The study, published Thursday in the American Journal of Human Genetics, details how researchers gathered genetic information from over 32,000 individuals with a host of different backgrounds and ethnicities. Genetic experts then used this vast collection of genetic data to form what they dubbed the National Geographic Genographic Project, an exhaustive look into the ancestral histories of thousands of individuals and numerous ethnic groups.
One of the most notable findings revealed by the study is the surprisingly elaborate genetic history of Latinos and Hispanics. Researchers found Latinos and Hispanics maintain genetic population structures far more diverse than thought, with many Latino and Hispanic groups having African, Native American and even European ancestry.
Researchers also found that those of Asian descent – a group often underrepresented in genetic studies – show strong traces of what is known as homozygosity. This means that Asian Americans show notable evidence of common relatedness with another, a genetic footprint typically associated with ancestral intermarrying between kin.
One discovery that surprised researchers is the genetic population spread of those with European ancestry. While previous research has shown that most genetic population groups tend to stay clustered around specific geographic areas, many Europeans are spread around the country seemingly at random. Irish descendants, for instance, are well represented in New England, but those with Finnish heritage are most common across the country in the Pacific Northwest.
The study notes these discoveries prove the web of genetic history and our ancestral background is an intricate and detailed creature, one that is far less cut-and-dried than many would assume.
Alicia Martin, a study co-author from the Broad Institute of MIT and Harvard, says the findings show the value of a broader and more inclusive perspective when it comes to how we look at genetic history. She hopes the research will encourage just that.
“We have inferred U.S. demographic history at fine scale by combining genetic, geospatial, and multigenerational birth record data,” Martin said with the release of the study. “This provides important lessons for the future: if we want genetic technologies to benefit everyone, we need to rethink our current approach for genetic studies because they typically miss a huge swath of American – and more broadly human – diversity.”
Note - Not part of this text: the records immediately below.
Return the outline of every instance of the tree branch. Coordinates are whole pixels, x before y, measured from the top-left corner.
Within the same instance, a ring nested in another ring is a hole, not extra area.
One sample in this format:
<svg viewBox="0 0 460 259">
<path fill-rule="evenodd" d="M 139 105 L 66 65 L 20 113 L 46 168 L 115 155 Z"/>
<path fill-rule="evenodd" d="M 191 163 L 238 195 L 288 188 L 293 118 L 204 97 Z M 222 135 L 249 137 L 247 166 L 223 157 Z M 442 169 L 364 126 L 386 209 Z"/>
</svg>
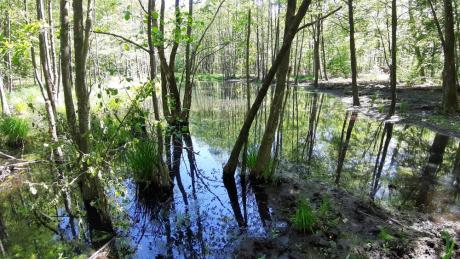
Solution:
<svg viewBox="0 0 460 259">
<path fill-rule="evenodd" d="M 428 3 L 430 4 L 431 12 L 433 13 L 434 23 L 436 24 L 436 28 L 438 29 L 439 38 L 441 39 L 442 47 L 445 48 L 446 41 L 444 40 L 444 34 L 442 33 L 441 25 L 439 24 L 438 16 L 436 15 L 436 9 L 433 6 L 433 1 L 428 0 Z"/>
</svg>

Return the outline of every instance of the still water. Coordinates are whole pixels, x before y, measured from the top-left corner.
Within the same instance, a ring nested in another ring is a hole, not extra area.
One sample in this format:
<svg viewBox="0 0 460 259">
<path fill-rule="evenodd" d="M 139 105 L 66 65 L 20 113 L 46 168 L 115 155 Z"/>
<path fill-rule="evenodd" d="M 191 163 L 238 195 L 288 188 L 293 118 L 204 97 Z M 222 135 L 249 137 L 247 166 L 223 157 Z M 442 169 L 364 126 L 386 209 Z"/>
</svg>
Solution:
<svg viewBox="0 0 460 259">
<path fill-rule="evenodd" d="M 251 101 L 256 91 L 253 85 Z M 245 92 L 238 82 L 203 82 L 196 88 L 191 134 L 167 141 L 174 179 L 171 199 L 152 200 L 155 190 L 140 188 L 129 177 L 109 188 L 119 254 L 222 258 L 230 256 L 245 236 L 273 234 L 278 223 L 270 221 L 266 195 L 251 188 L 240 172 L 225 183 L 221 175 L 244 120 Z M 250 151 L 260 143 L 270 96 L 271 92 L 251 129 Z M 277 173 L 291 170 L 306 179 L 320 179 L 390 210 L 460 220 L 458 139 L 368 117 L 340 98 L 310 88 L 290 89 L 283 109 L 273 146 Z M 123 166 L 118 170 L 129 172 Z M 0 229 L 5 230 L 0 240 L 7 251 L 38 258 L 87 251 L 91 244 L 84 218 L 71 221 L 60 206 L 52 218 L 39 210 L 32 213 L 30 207 L 39 208 L 40 202 L 28 188 L 22 189 L 26 191 L 0 196 Z M 77 200 L 74 206 L 81 206 Z"/>
</svg>

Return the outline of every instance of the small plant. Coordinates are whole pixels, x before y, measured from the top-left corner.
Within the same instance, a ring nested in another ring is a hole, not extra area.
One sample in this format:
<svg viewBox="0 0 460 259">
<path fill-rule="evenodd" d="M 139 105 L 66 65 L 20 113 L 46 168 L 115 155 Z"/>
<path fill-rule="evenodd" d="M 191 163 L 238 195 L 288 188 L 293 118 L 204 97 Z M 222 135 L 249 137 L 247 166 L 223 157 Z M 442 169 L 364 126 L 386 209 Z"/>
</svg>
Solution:
<svg viewBox="0 0 460 259">
<path fill-rule="evenodd" d="M 257 163 L 257 153 L 258 149 L 254 146 L 248 148 L 248 153 L 246 154 L 246 166 L 252 170 L 255 168 Z"/>
<path fill-rule="evenodd" d="M 395 239 L 395 237 L 392 236 L 386 228 L 380 229 L 379 238 L 383 241 L 391 241 Z"/>
<path fill-rule="evenodd" d="M 313 232 L 313 227 L 316 222 L 317 217 L 311 208 L 310 203 L 305 199 L 300 200 L 294 217 L 292 218 L 294 228 L 304 233 L 311 233 Z"/>
<path fill-rule="evenodd" d="M 399 104 L 399 111 L 401 113 L 406 113 L 407 111 L 409 111 L 409 103 L 406 102 L 406 101 L 402 101 L 400 104 Z"/>
<path fill-rule="evenodd" d="M 0 133 L 5 136 L 8 146 L 20 147 L 29 134 L 29 124 L 22 118 L 6 116 L 0 118 Z"/>
<path fill-rule="evenodd" d="M 126 155 L 129 169 L 136 182 L 150 182 L 155 172 L 160 171 L 157 143 L 149 140 L 135 140 Z"/>
<path fill-rule="evenodd" d="M 441 257 L 442 259 L 451 259 L 452 256 L 454 255 L 454 248 L 455 248 L 455 242 L 454 239 L 450 236 L 449 232 L 443 230 L 441 232 L 441 237 L 444 240 L 445 243 L 445 250 L 444 250 L 444 255 Z"/>
<path fill-rule="evenodd" d="M 318 213 L 321 218 L 326 218 L 331 211 L 331 203 L 329 201 L 329 197 L 324 196 L 321 200 L 321 204 L 318 208 Z"/>
</svg>

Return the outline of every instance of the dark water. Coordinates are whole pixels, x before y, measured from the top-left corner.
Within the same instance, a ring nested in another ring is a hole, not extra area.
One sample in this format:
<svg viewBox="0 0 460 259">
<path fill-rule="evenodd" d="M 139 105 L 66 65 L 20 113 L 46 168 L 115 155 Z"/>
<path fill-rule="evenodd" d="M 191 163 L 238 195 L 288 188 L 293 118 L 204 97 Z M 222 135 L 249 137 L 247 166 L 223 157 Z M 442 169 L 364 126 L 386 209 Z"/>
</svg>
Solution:
<svg viewBox="0 0 460 259">
<path fill-rule="evenodd" d="M 278 171 L 337 184 L 388 209 L 460 220 L 458 139 L 419 126 L 371 119 L 332 95 L 310 90 L 291 89 L 286 97 L 273 146 Z M 250 150 L 260 143 L 269 100 L 253 124 Z M 194 93 L 191 137 L 170 142 L 172 199 L 152 201 L 155 190 L 139 188 L 129 178 L 121 185 L 108 184 L 119 254 L 222 258 L 243 236 L 275 234 L 279 223 L 270 222 L 266 195 L 251 188 L 239 172 L 225 184 L 221 176 L 245 111 L 242 84 L 201 83 Z M 0 239 L 19 257 L 54 258 L 86 251 L 84 219 L 75 220 L 75 237 L 59 203 L 54 206 L 57 219 L 38 217 L 47 225 L 58 221 L 63 234 L 33 219 L 37 215 L 30 206 L 40 207 L 46 199 L 34 201 L 37 197 L 24 191 L 0 199 L 0 230 L 3 225 L 8 234 L 0 232 Z"/>
</svg>

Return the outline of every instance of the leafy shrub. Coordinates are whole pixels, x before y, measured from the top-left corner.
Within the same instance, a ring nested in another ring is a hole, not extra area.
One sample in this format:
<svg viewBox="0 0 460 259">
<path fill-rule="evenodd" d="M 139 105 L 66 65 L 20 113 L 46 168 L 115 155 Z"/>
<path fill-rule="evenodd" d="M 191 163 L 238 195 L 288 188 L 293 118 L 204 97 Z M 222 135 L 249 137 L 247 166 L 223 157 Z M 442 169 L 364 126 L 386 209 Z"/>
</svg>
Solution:
<svg viewBox="0 0 460 259">
<path fill-rule="evenodd" d="M 383 241 L 391 241 L 395 239 L 395 237 L 391 235 L 390 232 L 386 228 L 380 229 L 379 238 Z"/>
<path fill-rule="evenodd" d="M 20 117 L 6 116 L 0 119 L 0 133 L 5 137 L 7 145 L 20 147 L 29 134 L 29 124 Z"/>
<path fill-rule="evenodd" d="M 444 240 L 446 248 L 444 249 L 444 255 L 441 257 L 442 259 L 451 259 L 454 255 L 454 248 L 455 248 L 455 241 L 450 236 L 449 232 L 442 231 L 441 232 L 442 239 Z"/>
<path fill-rule="evenodd" d="M 296 212 L 292 217 L 292 224 L 295 229 L 306 232 L 313 232 L 313 227 L 316 225 L 317 217 L 310 206 L 310 203 L 302 199 L 299 201 Z"/>
<path fill-rule="evenodd" d="M 246 166 L 252 170 L 256 167 L 256 163 L 257 163 L 257 153 L 259 152 L 259 150 L 254 147 L 254 146 L 251 146 L 248 148 L 248 153 L 246 154 Z"/>
</svg>

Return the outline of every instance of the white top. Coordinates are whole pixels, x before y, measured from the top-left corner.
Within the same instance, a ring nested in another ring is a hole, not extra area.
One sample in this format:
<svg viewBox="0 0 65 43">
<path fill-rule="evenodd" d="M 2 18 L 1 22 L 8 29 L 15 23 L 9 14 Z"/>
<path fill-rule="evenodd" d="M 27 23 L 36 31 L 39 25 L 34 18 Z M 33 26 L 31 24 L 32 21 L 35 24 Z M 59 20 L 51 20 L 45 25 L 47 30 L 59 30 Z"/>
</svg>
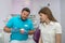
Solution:
<svg viewBox="0 0 65 43">
<path fill-rule="evenodd" d="M 55 34 L 62 33 L 60 23 L 50 22 L 49 25 L 40 24 L 39 29 L 41 30 L 41 38 L 43 43 L 55 43 Z"/>
</svg>

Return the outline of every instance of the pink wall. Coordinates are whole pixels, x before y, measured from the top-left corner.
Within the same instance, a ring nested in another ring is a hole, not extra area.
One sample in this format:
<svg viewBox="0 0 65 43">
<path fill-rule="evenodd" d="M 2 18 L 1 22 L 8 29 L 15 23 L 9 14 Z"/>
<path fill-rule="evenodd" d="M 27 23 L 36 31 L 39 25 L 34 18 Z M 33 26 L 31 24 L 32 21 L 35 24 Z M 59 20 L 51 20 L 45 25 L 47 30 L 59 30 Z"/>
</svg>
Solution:
<svg viewBox="0 0 65 43">
<path fill-rule="evenodd" d="M 23 8 L 30 8 L 30 0 L 12 0 L 12 13 L 17 14 Z"/>
</svg>

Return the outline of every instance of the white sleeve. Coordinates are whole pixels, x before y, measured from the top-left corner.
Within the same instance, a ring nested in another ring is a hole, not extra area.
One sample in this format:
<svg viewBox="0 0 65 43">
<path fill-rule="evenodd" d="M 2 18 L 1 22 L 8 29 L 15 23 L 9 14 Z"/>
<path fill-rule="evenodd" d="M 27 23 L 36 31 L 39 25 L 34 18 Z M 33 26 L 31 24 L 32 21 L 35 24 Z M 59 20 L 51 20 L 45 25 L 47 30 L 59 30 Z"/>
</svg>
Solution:
<svg viewBox="0 0 65 43">
<path fill-rule="evenodd" d="M 56 23 L 55 29 L 56 33 L 62 33 L 62 26 L 58 23 Z"/>
</svg>

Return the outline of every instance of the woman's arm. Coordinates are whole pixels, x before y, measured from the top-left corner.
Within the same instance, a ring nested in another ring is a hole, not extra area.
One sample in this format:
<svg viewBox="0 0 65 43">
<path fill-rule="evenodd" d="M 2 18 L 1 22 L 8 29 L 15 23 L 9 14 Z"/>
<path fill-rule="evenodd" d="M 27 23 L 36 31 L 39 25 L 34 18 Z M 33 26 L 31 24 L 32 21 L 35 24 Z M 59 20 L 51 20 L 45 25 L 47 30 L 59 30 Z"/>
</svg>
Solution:
<svg viewBox="0 0 65 43">
<path fill-rule="evenodd" d="M 56 38 L 55 43 L 62 43 L 62 34 L 61 33 L 57 33 L 55 38 Z"/>
</svg>

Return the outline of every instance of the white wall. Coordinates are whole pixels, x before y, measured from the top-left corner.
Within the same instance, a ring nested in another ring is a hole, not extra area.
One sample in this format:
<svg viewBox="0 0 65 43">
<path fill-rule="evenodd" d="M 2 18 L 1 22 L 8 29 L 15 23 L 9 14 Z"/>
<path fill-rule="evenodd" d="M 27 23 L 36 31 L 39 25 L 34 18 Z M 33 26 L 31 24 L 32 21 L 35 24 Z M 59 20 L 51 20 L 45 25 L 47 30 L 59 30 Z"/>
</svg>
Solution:
<svg viewBox="0 0 65 43">
<path fill-rule="evenodd" d="M 65 43 L 65 0 L 61 0 L 62 43 Z"/>
<path fill-rule="evenodd" d="M 29 5 L 24 5 L 25 3 L 22 1 L 17 2 L 18 0 L 0 0 L 0 29 L 3 29 L 4 23 L 3 19 L 6 18 L 10 14 L 16 14 L 21 12 L 21 8 L 29 6 L 31 10 L 31 14 L 36 14 L 38 16 L 38 11 L 42 6 L 47 6 L 48 2 L 51 3 L 50 9 L 53 12 L 55 18 L 61 22 L 61 9 L 60 9 L 60 0 L 29 0 Z M 15 4 L 14 2 L 17 2 Z M 40 3 L 39 3 L 40 2 Z M 14 4 L 13 4 L 14 3 Z M 22 4 L 23 3 L 23 4 Z M 20 5 L 18 5 L 20 4 Z M 18 6 L 17 6 L 18 5 Z M 22 6 L 24 5 L 24 6 Z M 17 10 L 17 11 L 16 11 Z M 38 18 L 38 17 L 37 17 Z M 4 42 L 9 43 L 9 35 L 4 33 Z"/>
<path fill-rule="evenodd" d="M 3 26 L 4 26 L 3 19 L 9 14 L 11 14 L 11 8 L 12 8 L 12 0 L 0 0 L 0 30 L 2 30 L 3 29 Z M 0 34 L 2 32 L 0 32 Z M 3 38 L 3 35 L 4 35 L 3 42 L 4 43 L 8 43 L 9 34 L 8 33 L 4 33 L 4 34 L 2 33 L 2 37 L 1 38 Z"/>
</svg>

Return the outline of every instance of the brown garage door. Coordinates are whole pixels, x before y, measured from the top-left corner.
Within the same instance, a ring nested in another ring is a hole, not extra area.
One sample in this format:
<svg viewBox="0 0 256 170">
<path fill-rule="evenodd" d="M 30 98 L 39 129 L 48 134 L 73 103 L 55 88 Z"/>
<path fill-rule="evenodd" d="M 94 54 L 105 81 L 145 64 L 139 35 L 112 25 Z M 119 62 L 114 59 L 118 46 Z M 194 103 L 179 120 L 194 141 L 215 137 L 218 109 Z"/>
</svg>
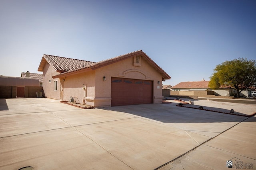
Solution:
<svg viewBox="0 0 256 170">
<path fill-rule="evenodd" d="M 152 81 L 112 78 L 111 106 L 152 103 Z"/>
</svg>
Researchers say that a large part of why this study produced such detailed results is because they focused on detailed, intimate data sets as opposed to large and broad ones. Rather than gather genetic information from as many Americans has possible, scientists instead chose to focus on a concentrated number of participants who were able to provide large amounts of background data. This allowed researchers to collect data on birthplaces, participants’ postal codes and even ethnic information on participants’ grandparents.
By focusing on deep and detailed data instead of broad and general data, researchers were able to pull back the curtain on American’s genetic history far more effectively than previous genetic studies.
They say, however, that these findings are not limited to just anthropologic interests. These genetic discoveries could have meaningful roles in the fields of health and medicine, as they could offer health care professionals entirely new genetic perspectives to consider when making care-related decisions.
“We expect our findings to be most applicable for studies of human history and potentially to provide context for conducting genetic studies such as those that may be used in precision medicine,” Martin said in an email.
While the discoveries revealed by this research effort are already significant, researchers say many others are forthcoming. As more participants come forward to share their ancestral histories and scientists expand their research gaze to include as many groups and people as possible, the breadth of America’s diversity and ancestral past will become clearer.